X_train = torch.from_numpy(X_train)
y_train = torch.from_numpy(y_train)
X_test = torch.from_numpy(X_test)
y_test = torch.from_numpy(y_test)


def plot_rnn_predictions(model, X, y=None, window_size=3, **plot_kwargs):
    xs = []
    preds = []

    if y is not None:
        ys = []

    for i in range(1, X_test.size()[0] + 1):
        end_idx = i
        start_idx = max(end_idx - window_size, 0)
        input_seq = Variable(X_test[start_idx: end_idx])
        pred = model.forward(input_seq)
        xs.append(X_test[end_idx - 1][0])
        preds.append(pred.data.squeeze()[0])

        if y is not None:
            ys.append(y[end_idx - 1])

    plt.scatter(xs, preds, **plot_kwargs)

    if y is not None:
        plt.scatter(xs, ys, label="true", color="g")
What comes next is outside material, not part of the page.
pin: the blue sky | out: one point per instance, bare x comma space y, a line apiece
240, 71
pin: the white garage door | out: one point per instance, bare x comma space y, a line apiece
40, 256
plot_rnn_predictions(model, X_test, window_size=window_size,
                     label="pre-train", color="r")

losses = []
bar = Bar("Epoch", max=epochs_n)
for epoch in range(epochs_n):
    # progress
    bar.next()

    # on second thought: we would probably get better performance,
    # or rather faster convergence, if we trained on entire dataset
    # and predict some output after each step. This would allows us
    # to fit the hidden layer `h` on EACH STEP, rather than after
    # each `window_size` sequence-step.
    # ACTUALLY this might pose an issue when using PyTorch, as the
    # autograd would backpropagate aaaaall the way back.
    # Thus, we ought to do exactly what we do now, but of course
    # run through all of the time-steps.
    end_idx = np.random.randint(1, X_train.size()[0] + 1)
    start_idx = max(end_idx - window_size, 0)
    inputs = Variable(X_train[start_idx: end_idx])
    output = y_train[end_idx - 1]

    # Forward
    pred = model.forward(inputs)

    # Backward
    loss = (pred - output).pow(2)
    losses.append(loss.data.squeeze()[0])
    loss.backward(retain_variables=True)

    # Update
    model.W_hx.weight.data -= alpha * model.W_hx.weight.grad.data
    model.W_hx.bias.data -= alpha * model.W_hx.bias.grad.data

    model.W_hh.weight.data -= alpha * model.W_hh.weight.grad.data
    model.W_hh.bias.data -= alpha * model.W_hh.bias.grad.data

    model.W_hy.weight.data -= alpha * model.W_hy.weight.grad.data
    model.W_hy.bias.data -= alpha * model.W_hy.bias.grad.data

    model.h.data -= alpha * model.h.grad.data

    model.zero_grad()


plot_rnn_predictions(model, X_test, y=y_test, window_size=window_size,
                     label="predictions", color="b")
plt.suptitle("Recurrent Neural Network")
plt.title("Linear regression with window size of %d" % window_size)
plt.legend()
plt.show()

# setting the title for some reason messed up the previous plot
# and I'm not bothered to fix this right now :)
# Hence => don't add title!
plt.scatter(range(len(losses)), losses)
plt.title("Losses over %d epochs" % epochs_n)
plt.xlabel("epoch")
plt.ylabel("loss")
plt.show()

# progress.bar does not add a newline to the end, so we fix
print()

Appendix A: Definitions

Affine operation
operation on the affine space, which is a generalization of the Euclidean space that are independent of the concepts of distance and measure of angles, keeping only the properties related to parallelism and ratio of lengths for parallel line segments. Note: Euclidean space is an affine space.